Where it falls short: Free tier is ad-supported. The interface is rough. No new-season anime.
Pricing:
- Free: Ad-supported.
- Paid: Premium at $4.99/month.
- vs Crunchyroll: Niche complement, not a replacement.
Migrating from Crunchyroll: No data link.
Download: RetroCrush (web)
Bottom line: Pick this if your taste leans classic.
6. Amazon Prime Video — best if you already have Prime
Amazon Prime Video carries a rotating anime selection plus a handful of originals (Vinland Saga, Made in Abyss, Hellsing). Worth the catalog audit if Prime is already in your budget.
Where it falls short: Catalog churns. Some titles are pay-extra rentals. The anime hub is buried.
Pricing:
- Paid: Prime at $14.99/month or $139/year, Standalone Prime Video at $8.99.
- vs Crunchyroll: Bundled value if you shop on Amazon; weak as a standalone anime service.
Migrating from Crunchyroll: Different account. No data transfer.
Download: Amazon Prime Video (web)
Bottom line: Pick this if you already pay for Prime.
7. Plex — best for your own library
Plex is the self-hosted media server. The catalog you stream is what you already own (legally), and the streaming experience on desktop, mobile, and TV is among the best engineered on the market.
Where it falls short: You’re responsible for sourcing files.

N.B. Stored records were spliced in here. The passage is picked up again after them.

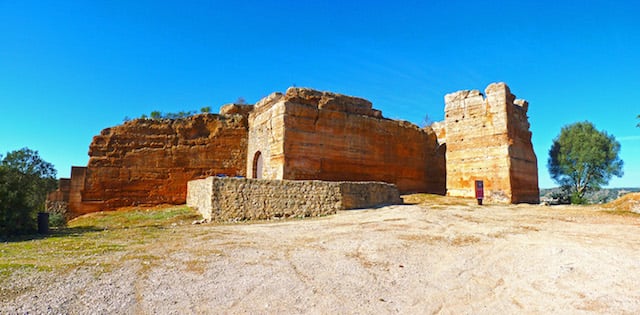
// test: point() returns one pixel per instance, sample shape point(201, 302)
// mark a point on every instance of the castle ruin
point(305, 134)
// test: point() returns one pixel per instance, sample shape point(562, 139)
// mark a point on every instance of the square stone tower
point(488, 139)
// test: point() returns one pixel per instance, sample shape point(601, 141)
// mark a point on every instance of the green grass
point(92, 239)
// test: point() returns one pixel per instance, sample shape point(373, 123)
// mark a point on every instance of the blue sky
point(69, 69)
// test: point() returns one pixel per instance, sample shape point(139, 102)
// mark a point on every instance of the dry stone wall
point(231, 199)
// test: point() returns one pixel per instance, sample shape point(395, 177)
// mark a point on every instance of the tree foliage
point(25, 180)
point(583, 159)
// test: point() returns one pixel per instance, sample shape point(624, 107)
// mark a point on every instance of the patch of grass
point(136, 217)
point(90, 239)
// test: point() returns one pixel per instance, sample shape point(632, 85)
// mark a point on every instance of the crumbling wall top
point(322, 100)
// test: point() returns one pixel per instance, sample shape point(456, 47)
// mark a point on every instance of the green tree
point(25, 180)
point(583, 159)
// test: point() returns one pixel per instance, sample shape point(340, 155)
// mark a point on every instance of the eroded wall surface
point(328, 136)
point(148, 162)
point(231, 199)
point(488, 139)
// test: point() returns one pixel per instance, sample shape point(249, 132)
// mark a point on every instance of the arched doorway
point(257, 165)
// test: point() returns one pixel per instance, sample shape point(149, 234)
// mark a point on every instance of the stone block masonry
point(230, 199)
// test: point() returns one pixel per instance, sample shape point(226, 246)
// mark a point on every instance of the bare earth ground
point(421, 259)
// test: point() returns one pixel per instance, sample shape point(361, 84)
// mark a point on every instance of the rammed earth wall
point(227, 199)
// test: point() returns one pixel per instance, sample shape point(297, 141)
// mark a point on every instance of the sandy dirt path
point(455, 259)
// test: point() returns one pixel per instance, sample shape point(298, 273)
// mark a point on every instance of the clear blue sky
point(68, 69)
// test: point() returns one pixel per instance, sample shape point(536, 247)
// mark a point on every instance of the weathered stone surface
point(231, 109)
point(150, 161)
point(308, 134)
point(489, 139)
point(229, 199)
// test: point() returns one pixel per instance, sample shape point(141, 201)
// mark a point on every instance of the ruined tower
point(306, 134)
point(488, 139)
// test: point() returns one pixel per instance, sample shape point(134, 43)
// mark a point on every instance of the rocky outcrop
point(149, 162)
point(488, 139)
point(308, 134)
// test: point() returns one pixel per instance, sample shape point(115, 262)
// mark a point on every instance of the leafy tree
point(582, 159)
point(25, 180)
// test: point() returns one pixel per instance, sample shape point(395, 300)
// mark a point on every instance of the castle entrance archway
point(257, 165)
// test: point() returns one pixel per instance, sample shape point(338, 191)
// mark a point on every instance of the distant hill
point(601, 196)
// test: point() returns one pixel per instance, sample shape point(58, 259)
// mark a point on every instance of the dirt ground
point(451, 258)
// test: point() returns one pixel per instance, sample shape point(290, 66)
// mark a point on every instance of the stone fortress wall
point(488, 139)
point(233, 199)
point(305, 134)
point(148, 162)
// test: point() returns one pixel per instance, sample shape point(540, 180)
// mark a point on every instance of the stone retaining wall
point(229, 199)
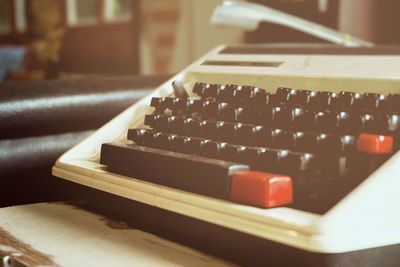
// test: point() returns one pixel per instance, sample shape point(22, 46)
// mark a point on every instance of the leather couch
point(40, 120)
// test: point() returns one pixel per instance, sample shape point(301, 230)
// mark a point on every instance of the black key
point(192, 173)
point(226, 112)
point(193, 127)
point(281, 116)
point(260, 97)
point(227, 92)
point(177, 125)
point(244, 134)
point(282, 93)
point(334, 100)
point(194, 145)
point(348, 143)
point(179, 104)
point(305, 142)
point(265, 115)
point(180, 144)
point(166, 103)
point(348, 99)
point(162, 123)
point(373, 123)
point(328, 144)
point(194, 106)
point(227, 132)
point(165, 141)
point(136, 135)
point(282, 139)
point(370, 101)
point(298, 97)
point(220, 91)
point(309, 163)
point(179, 90)
point(267, 160)
point(325, 121)
point(393, 123)
point(393, 102)
point(210, 90)
point(302, 119)
point(198, 88)
point(156, 102)
point(150, 120)
point(210, 109)
point(246, 114)
point(243, 93)
point(209, 129)
point(288, 162)
point(248, 155)
point(261, 136)
point(210, 149)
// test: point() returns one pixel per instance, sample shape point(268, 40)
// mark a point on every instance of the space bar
point(192, 173)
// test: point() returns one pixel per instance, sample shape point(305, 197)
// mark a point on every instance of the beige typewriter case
point(367, 217)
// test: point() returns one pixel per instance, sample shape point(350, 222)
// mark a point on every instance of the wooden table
point(61, 234)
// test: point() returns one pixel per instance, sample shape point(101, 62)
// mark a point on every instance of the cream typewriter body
point(367, 217)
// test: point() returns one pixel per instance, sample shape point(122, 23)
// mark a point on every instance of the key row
point(341, 121)
point(254, 135)
point(258, 158)
point(317, 99)
point(197, 174)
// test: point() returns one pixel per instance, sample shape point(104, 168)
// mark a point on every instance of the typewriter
point(294, 146)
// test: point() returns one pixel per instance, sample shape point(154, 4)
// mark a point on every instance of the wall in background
point(187, 23)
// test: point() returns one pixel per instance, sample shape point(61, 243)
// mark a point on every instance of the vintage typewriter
point(294, 146)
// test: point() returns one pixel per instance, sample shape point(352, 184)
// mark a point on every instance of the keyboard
point(295, 148)
point(266, 149)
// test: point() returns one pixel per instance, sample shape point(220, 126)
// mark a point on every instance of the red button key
point(375, 144)
point(266, 190)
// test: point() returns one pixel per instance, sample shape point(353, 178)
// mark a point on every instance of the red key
point(261, 189)
point(375, 144)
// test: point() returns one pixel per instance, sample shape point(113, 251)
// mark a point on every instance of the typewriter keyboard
point(299, 148)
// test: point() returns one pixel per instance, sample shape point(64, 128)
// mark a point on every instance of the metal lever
point(249, 15)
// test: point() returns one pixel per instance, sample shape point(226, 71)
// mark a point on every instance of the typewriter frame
point(370, 208)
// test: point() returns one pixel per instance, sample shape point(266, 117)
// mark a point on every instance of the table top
point(61, 234)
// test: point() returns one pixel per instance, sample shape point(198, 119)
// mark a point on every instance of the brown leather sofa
point(41, 120)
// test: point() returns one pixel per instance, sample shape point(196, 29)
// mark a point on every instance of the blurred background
point(52, 39)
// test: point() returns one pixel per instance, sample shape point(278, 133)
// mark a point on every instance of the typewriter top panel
point(375, 70)
point(340, 229)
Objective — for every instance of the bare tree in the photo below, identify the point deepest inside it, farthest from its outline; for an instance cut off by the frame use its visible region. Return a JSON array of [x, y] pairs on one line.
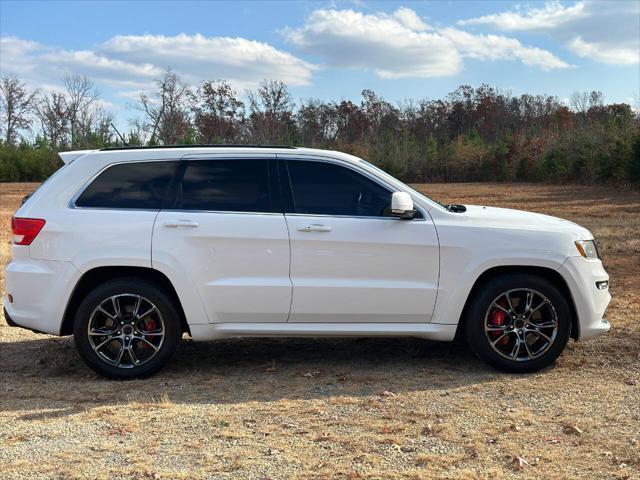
[[17, 104], [166, 110], [54, 119], [219, 113], [271, 110], [81, 96]]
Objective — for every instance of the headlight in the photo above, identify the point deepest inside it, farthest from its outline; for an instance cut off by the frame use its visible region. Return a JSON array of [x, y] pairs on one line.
[[587, 248]]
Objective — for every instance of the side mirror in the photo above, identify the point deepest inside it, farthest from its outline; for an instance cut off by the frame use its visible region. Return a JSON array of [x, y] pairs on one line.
[[402, 205]]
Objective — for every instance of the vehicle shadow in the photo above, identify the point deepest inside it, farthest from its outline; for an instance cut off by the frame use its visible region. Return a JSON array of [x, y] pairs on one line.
[[47, 375]]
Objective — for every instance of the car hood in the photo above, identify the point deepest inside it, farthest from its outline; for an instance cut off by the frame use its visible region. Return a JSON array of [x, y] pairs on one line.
[[519, 219]]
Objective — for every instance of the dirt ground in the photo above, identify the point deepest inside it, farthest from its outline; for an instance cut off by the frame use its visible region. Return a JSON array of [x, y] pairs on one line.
[[342, 408]]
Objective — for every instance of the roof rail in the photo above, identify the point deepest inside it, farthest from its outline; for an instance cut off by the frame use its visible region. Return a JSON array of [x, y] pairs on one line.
[[150, 147]]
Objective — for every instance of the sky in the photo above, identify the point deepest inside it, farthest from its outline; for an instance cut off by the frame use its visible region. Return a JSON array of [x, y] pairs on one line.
[[330, 50]]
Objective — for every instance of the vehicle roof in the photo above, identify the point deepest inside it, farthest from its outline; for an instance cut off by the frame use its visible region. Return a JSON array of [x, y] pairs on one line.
[[178, 151]]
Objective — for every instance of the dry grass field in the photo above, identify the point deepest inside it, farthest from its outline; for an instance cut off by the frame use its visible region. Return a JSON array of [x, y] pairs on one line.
[[342, 408]]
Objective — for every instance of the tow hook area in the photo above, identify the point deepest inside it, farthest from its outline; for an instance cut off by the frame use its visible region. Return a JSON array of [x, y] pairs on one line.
[[11, 323]]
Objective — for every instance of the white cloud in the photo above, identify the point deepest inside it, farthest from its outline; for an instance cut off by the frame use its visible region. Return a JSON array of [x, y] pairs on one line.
[[402, 45], [614, 54], [410, 19], [196, 57], [381, 42], [552, 15], [495, 47], [132, 62], [605, 31]]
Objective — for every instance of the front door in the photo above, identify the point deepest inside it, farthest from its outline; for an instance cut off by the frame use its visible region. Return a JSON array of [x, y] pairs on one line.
[[350, 260], [227, 236]]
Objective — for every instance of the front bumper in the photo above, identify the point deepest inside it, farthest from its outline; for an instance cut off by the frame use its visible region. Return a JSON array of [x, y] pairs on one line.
[[591, 303]]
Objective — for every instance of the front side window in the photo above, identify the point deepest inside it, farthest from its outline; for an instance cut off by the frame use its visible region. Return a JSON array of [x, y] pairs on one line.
[[323, 188], [141, 185], [239, 185]]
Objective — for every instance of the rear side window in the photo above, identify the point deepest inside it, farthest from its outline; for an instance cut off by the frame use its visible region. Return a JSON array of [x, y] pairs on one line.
[[141, 185], [239, 185], [323, 188]]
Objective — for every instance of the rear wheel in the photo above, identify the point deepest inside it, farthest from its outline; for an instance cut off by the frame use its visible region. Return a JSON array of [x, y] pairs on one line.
[[518, 323], [127, 328]]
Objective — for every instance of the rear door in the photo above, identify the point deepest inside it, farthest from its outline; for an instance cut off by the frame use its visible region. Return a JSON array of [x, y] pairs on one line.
[[226, 231], [350, 260]]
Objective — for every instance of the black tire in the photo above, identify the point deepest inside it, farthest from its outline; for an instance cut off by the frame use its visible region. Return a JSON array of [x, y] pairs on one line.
[[153, 338], [509, 331]]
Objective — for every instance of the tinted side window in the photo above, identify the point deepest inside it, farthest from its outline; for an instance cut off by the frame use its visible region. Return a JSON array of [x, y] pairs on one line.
[[330, 189], [130, 185], [226, 185]]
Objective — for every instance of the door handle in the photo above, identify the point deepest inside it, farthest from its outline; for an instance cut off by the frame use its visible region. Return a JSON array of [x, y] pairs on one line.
[[181, 223], [315, 228]]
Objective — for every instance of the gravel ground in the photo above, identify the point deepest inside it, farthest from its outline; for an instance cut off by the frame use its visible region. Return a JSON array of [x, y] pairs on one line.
[[342, 408]]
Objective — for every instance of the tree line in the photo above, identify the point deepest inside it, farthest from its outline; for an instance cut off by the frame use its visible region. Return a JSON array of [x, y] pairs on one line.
[[473, 134]]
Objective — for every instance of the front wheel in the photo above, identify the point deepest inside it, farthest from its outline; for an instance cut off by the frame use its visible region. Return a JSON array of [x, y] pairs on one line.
[[518, 323], [127, 328]]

Cloud sync and remote streaming are smoother on Plex Pass.
Pricing:
- Free: Local network streaming.
- Paid: Plex Pass at $4.99/month, $39.99/year, or $119.99 lifetime.
- vs Crunchyroll: Different model. No simulcasts, but no rotation or licensing churn either.
Migrating from Crunchyroll: No data link. Workflow is “source your own files”.
Download: Plex (web), Plex Media Server for Windows/macOS/Linux.
Bottom line: Pick this if you want a library you own to outlast any streaming licensing decision.
FAQ
What is the best free Crunchyroll alternative?
Tubi for active free streaming with ads. RetroCrush for classic anime, also free.
Does HiDive have current-season simulcasts?
Yes, but the catalog is small. Most current-season simulcast watchers keep Crunchyroll and add HiDive for the older titles.
Is Netflix worth it for anime?
If you watch Netflix originals (Pluto, Devil May Cry, Frieren co-licenses) and broader TV, yes. As a dedicated anime service, the simulcast lineup is too thin.
Can I watch Crunchyroll alternatives on Linux?
All seven on this list work in a browser on Linux. Plex has native Linux server and client packages.
Why did Funimation merge with Crunchyroll?
Sony, which owned both, consolidated them in 2024. The Funimation catalog moved to Crunchyroll, which is part of why some viewers report catalog gaps where Funimation-exclusive seasons used to live.